Uma pena que Os Rejeitados tenha saído de cartaz, se não, todos os 10 indicados ao Oscar de melhor filme estariam disponíveis com a estreia de Ficção Americana (American Fiction, 2023) no Amazon Prime Video. A propósito, vale apontar: foi um lançamento sem pompa nem circunstância. A plataforma de streaming não divulgou junto à imprensa e não destacou em seu menu — o carrossel de abertura do aplicativo, pelo menos no meu celular, destaca 10 outros títulos: O Jogo da Espionagem, Beekeper: Rede de Vingança, Patos!, Aquaman 2: O Reino Perdido, Igor Guimarães: Benigno in Paradise, A Maior História de Amor Nunca Contada, Natureza Humana, Casamento Grego 3, Ambulância: Um Dia de Crime e Não se Preocupe, Querida. Nenhum deles disputa a premiação que vai ser realizada daqui a poucos dias, em 10 de março. Para encontrar Ficção Americana, não bastou rolar a tela para baixo: foi preciso rolar para o lado também.

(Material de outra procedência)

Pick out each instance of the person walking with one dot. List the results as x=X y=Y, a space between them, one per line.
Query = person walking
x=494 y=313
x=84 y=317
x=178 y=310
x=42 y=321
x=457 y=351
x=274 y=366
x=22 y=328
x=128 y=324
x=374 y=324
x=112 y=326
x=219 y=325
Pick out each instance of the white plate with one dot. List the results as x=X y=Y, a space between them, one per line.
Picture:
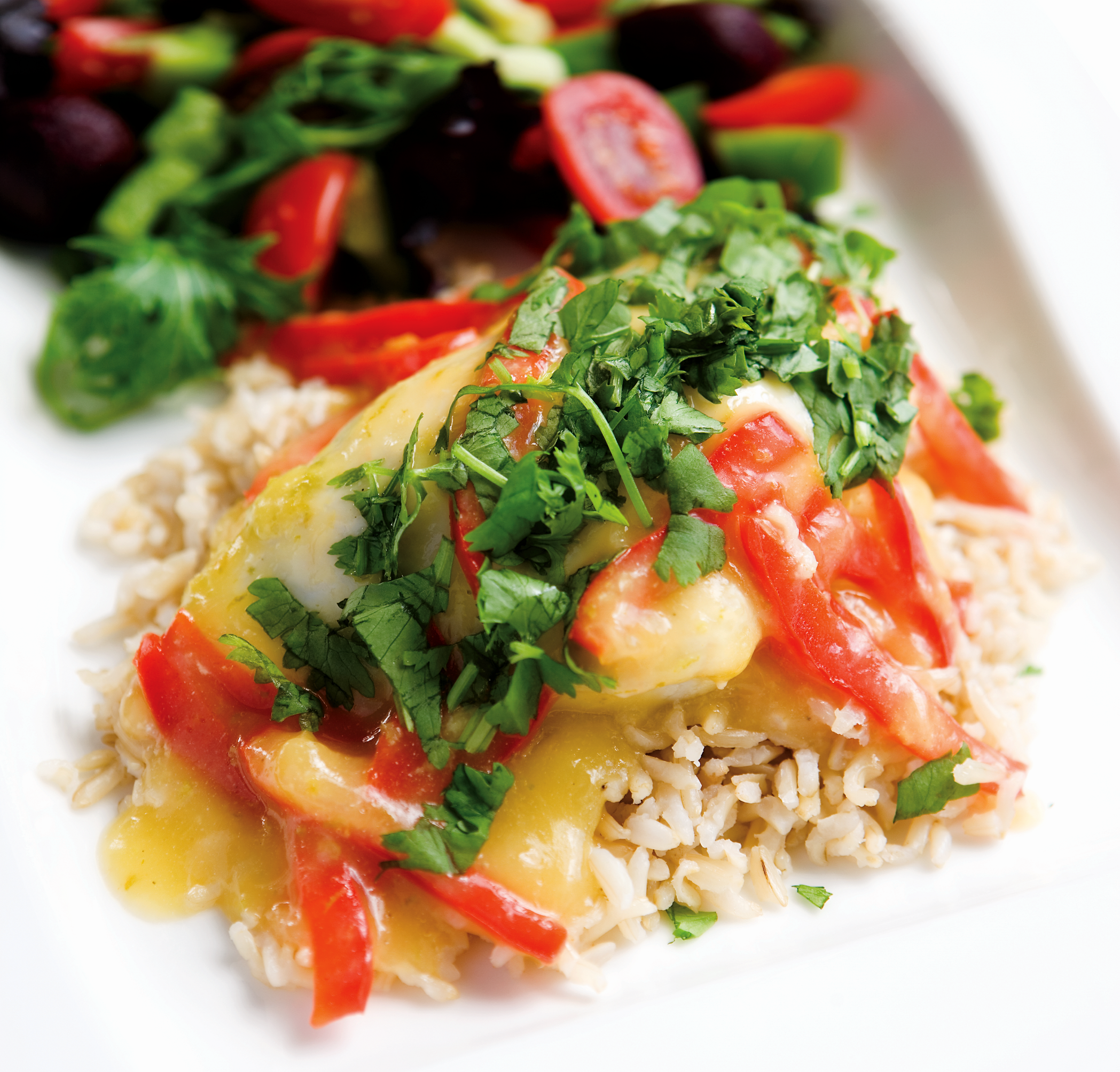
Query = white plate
x=1001 y=957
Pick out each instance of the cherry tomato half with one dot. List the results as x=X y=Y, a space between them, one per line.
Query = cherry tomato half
x=618 y=146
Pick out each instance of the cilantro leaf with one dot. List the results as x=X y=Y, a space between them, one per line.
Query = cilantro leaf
x=159 y=313
x=688 y=923
x=291 y=698
x=392 y=619
x=816 y=895
x=691 y=484
x=451 y=835
x=978 y=401
x=388 y=514
x=527 y=604
x=524 y=499
x=539 y=315
x=866 y=257
x=367 y=93
x=692 y=550
x=336 y=660
x=931 y=787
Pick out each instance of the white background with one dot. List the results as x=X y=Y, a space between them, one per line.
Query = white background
x=1004 y=959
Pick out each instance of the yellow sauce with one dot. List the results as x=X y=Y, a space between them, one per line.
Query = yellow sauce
x=539 y=844
x=199 y=847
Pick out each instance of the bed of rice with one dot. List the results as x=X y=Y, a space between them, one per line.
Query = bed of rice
x=662 y=837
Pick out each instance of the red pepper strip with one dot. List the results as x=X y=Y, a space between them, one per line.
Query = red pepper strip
x=360 y=346
x=467 y=514
x=204 y=704
x=879 y=546
x=88 y=57
x=369 y=20
x=949 y=455
x=804 y=96
x=304 y=208
x=841 y=650
x=332 y=902
x=272 y=52
x=497 y=911
x=299 y=452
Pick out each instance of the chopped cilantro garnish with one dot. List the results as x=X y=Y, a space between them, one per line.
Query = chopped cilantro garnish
x=390 y=511
x=451 y=835
x=335 y=659
x=689 y=923
x=291 y=698
x=816 y=895
x=931 y=787
x=692 y=550
x=392 y=619
x=978 y=401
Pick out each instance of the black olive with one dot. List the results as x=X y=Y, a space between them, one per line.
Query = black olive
x=723 y=45
x=456 y=160
x=60 y=156
x=25 y=67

Gênero geralmente menosprezado pela Academia de Hollywood, a comédia (ainda que misturada ao drama) conseguiu emplacar quatro títulos nessa lista. Além dos dois citados, concorrem Barbie e Pobres Criaturas. A relação de competidores se completa com Anatomia de uma Queda, Assassinos da Lua das Flores, Maestro, Oppenheimer (o grande favorito), Vidas Passadas e Zona de Interesse.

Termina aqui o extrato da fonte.